For the sensitivity testing of the prototype system, the bloods were infected with five dilutions of the log-phase culture
suspension at a final volume of 20 μL. The first dilution contained 50 copies in 1 μL template DNA (2.5×104 CFU/mL blood), the second contained 10 copies (5×103 CFU/mL blood), the third 5 copies (2.5×102 CFU/mL blood) and the fourth 2 copies (5×102 CFU/mL blood). The red blood cells were disrupted by lysis buffer [35], the bacterial and fungal cell wall lysed using the freezing-thawing method. After digestion with Proteinase K, the DNA was extraction carried out as reported previously [36]. Bacterial and fungal primer design, FRET probes Two primer pairs were used for multiplex amplification of bacterial and fungal DNA. The bacterial primer pair was PLK1 (TAC GGG AGG CAG CAG) forward and PLK2 (TAT TAC CGC GGC TGC T) reverse, which are highly conserved
in different groups of bacteria [9] and amplify the 16S Captisol nmr rRNA sequence.

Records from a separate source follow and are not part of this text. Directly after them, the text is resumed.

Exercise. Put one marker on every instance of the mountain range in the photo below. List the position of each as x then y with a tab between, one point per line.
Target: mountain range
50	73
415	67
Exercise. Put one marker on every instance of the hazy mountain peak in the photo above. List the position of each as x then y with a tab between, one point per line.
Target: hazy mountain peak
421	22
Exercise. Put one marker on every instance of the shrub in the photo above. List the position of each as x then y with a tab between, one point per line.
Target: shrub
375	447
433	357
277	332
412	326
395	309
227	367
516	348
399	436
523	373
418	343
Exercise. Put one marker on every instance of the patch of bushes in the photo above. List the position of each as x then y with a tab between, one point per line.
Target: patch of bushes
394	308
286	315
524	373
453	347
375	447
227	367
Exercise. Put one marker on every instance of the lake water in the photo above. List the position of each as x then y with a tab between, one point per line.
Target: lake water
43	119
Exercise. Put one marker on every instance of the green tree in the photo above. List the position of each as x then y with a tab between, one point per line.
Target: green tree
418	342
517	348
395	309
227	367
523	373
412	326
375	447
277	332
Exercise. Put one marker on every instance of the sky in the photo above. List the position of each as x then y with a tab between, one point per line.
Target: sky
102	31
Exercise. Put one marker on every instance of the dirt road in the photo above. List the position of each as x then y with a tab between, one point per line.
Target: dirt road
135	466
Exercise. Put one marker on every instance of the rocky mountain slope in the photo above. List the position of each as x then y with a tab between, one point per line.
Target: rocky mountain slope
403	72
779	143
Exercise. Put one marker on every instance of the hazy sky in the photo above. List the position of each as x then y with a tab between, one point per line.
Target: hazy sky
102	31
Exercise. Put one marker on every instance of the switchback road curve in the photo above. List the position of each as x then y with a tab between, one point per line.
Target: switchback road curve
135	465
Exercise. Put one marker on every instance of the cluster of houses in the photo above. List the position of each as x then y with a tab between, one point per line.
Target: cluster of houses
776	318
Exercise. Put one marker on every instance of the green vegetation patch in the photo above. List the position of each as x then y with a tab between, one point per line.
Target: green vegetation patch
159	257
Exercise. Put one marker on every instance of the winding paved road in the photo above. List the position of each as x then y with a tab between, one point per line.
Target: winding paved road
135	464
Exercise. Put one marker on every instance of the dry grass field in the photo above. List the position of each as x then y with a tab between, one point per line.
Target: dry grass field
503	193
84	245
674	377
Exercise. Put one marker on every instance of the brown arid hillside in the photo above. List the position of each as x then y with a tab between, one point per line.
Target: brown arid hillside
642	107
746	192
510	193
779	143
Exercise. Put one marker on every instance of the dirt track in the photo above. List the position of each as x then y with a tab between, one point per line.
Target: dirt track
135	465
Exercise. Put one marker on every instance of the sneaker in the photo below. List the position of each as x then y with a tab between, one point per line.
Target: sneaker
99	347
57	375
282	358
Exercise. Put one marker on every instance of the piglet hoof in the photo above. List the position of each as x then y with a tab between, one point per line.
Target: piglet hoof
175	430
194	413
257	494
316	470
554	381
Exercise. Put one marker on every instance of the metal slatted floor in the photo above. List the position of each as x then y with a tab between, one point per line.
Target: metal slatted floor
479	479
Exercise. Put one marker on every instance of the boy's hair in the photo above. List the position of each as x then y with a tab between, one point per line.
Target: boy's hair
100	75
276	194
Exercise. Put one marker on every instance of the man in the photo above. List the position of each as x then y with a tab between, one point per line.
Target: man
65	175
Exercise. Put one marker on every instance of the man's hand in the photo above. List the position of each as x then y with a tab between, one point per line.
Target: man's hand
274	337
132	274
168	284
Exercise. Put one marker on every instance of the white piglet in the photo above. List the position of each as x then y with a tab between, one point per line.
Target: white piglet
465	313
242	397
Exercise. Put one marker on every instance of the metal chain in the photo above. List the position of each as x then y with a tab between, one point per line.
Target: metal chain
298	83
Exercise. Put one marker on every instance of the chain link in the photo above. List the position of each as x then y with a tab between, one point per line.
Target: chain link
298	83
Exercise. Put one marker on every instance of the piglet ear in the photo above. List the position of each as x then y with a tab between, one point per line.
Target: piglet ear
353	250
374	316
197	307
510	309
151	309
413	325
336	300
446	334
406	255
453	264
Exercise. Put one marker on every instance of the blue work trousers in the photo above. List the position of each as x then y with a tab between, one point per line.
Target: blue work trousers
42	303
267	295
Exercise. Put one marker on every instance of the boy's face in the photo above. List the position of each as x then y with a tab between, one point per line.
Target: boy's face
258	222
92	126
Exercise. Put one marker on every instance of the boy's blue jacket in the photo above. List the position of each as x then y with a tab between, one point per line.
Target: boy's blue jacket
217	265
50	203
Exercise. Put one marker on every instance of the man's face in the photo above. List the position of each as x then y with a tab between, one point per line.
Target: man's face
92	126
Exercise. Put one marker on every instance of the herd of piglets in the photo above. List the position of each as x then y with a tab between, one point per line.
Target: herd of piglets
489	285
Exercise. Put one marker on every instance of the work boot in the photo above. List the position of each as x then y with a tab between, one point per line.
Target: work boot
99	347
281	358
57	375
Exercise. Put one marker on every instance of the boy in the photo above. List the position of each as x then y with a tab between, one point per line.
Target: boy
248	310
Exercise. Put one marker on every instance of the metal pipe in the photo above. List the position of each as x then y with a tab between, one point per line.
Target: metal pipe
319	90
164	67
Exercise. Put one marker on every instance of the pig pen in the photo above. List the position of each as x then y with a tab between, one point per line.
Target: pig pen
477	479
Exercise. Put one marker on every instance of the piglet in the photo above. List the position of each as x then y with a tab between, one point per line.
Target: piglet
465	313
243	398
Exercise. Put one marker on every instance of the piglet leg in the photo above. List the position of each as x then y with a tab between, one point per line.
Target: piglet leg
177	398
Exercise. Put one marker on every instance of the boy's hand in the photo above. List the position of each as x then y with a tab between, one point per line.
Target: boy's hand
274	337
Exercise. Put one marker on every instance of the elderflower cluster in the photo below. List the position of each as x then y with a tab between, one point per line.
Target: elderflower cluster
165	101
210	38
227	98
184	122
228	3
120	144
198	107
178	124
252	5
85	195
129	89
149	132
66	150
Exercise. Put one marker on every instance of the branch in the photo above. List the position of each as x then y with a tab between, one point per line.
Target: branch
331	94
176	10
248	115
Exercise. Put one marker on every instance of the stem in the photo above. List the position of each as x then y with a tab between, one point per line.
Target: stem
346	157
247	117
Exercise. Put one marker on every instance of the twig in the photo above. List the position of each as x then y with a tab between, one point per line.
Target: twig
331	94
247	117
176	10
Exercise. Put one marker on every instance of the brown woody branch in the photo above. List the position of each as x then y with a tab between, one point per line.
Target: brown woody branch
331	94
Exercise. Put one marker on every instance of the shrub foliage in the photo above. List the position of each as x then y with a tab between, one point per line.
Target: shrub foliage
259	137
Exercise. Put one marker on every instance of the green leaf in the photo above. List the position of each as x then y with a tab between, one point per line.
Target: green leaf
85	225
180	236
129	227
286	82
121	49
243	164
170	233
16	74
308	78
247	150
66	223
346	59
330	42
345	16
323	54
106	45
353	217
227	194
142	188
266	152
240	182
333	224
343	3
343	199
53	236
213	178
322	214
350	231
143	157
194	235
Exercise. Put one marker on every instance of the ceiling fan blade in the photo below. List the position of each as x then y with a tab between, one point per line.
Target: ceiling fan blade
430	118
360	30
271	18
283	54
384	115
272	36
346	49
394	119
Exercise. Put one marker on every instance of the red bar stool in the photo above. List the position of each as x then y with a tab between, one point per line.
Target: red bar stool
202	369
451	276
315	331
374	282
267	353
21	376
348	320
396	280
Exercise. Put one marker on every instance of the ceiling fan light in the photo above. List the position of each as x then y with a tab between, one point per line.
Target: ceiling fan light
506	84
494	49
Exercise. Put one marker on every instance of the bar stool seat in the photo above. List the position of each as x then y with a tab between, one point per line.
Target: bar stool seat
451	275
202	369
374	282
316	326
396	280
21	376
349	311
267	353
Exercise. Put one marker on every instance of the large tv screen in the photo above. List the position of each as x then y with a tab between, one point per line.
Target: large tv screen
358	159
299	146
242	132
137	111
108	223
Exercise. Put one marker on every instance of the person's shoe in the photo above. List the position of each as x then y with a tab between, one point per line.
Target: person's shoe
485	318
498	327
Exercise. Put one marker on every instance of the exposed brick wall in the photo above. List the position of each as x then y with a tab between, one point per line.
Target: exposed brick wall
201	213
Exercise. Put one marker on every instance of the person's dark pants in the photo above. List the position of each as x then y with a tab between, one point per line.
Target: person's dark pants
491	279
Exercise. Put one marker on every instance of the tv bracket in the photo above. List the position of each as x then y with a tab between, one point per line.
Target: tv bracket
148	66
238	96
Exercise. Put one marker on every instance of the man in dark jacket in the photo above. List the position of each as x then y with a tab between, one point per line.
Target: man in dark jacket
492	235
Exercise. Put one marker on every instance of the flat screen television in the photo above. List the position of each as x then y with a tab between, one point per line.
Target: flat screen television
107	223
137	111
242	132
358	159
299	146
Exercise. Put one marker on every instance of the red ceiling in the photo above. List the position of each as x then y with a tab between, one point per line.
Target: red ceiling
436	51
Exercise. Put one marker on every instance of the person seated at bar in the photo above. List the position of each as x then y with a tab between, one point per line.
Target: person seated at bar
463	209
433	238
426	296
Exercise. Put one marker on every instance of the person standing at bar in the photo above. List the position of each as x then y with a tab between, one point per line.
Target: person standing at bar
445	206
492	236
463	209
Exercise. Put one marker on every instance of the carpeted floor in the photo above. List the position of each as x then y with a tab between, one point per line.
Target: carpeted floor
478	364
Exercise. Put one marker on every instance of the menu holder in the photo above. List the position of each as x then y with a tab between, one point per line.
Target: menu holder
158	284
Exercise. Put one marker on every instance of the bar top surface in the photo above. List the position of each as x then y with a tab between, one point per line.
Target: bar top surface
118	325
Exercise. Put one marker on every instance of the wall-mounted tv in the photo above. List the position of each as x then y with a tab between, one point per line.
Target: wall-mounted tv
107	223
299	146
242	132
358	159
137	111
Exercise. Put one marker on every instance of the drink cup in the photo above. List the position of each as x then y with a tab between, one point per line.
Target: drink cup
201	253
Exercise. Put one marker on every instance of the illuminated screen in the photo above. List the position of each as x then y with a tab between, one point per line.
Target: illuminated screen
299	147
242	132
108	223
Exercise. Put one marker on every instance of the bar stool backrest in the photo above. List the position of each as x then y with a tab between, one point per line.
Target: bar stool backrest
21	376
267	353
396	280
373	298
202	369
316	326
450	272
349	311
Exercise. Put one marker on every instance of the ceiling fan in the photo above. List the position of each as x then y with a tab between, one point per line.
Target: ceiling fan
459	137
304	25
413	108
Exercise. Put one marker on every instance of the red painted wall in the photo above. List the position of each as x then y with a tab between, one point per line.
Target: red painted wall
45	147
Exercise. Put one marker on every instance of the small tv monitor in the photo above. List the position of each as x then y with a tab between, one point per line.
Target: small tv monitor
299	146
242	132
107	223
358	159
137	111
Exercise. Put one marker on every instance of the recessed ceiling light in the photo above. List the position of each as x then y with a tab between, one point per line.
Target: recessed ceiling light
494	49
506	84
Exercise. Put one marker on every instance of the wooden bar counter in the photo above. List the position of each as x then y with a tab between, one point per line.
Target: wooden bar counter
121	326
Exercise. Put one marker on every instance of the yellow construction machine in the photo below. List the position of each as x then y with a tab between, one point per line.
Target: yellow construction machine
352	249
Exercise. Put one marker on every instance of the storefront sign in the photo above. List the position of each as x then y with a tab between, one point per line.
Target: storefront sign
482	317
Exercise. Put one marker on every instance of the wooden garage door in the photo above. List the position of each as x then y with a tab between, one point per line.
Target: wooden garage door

Nepicastat mw The PLK2 reverse primer was modified and used without the inner fluorescence labelling. Originally, the labelled primer excited the Gram JPH203 specific probes. We applied the non-specific SYBR Green dye for excitation; it also serves for visualization of the fungal amplicons. This primer-pair produces a 187 bp fragment in each species. Previously hybridization probes were used for the Gram classification [10]. ISN2 (5′-CCG CAG AAT AAG CAC CGG CTA ACT CCG T-3′) labelled with LCRed 640 was specific for G-, and ISP3 (5′-CCT AAC CAG AAA GCC ACG GCT AAC TAC GTG-3′) labelled with Cy5.5 was specific for G + bacteria, and the [10] ISP2 probe was labelled with LCRed705 at the 5′ end. The producers offered Cy5.5 dye instead of LCred705. This modified probe was used in our experiments. The ITS86 forward (GTG AAT CAT CGA ATC TTT GAA C) and the ITS 4 reverse (TCC TCC GCT TAT TGA TAG C) primers were used for detection
of the fungi. These primers amplify a 192–494 bp sequence of ITS2 region, which is a highly variable part between the 5.8S and 28S rRNA sequence [37]. Mastermixes/excitation dyes Different, non-specific intercalating dyes are used for real-time PCR investigations. Most of these are Metalloexopeptidase accessible in ready-to-use, mastermix formulae. Our goal was to choose the best dye for excitation of the labelled probes. The tested dyes were LCGreen “LightCycler® 480 High Resolution Melting Master” (Roche Diagnostic GmbH, Mannheim, Germany); SybrGreen “LightCycler® 480 DNA Master SYBR Green I”, (Roche); “IQ™ SYBR® Green Supermix” (Bio-Rad Laboratries, Inc., Hercules, CA, USA); “Maxima™ SYBR Green qPCR Master Mix no ROX” (Fermentas, Vilnius, Lithuania); and EvaGreen (“LC-FastStart DNA Master Hybridization Probes” (Roche) combined with EvaGreen dye (Biotium Inc., Hayward, CA, USA) and “Sso Fast™ EvaGreen® Supermix” (BioRad). All mastermixes were used according to the manufacturer’s instructions.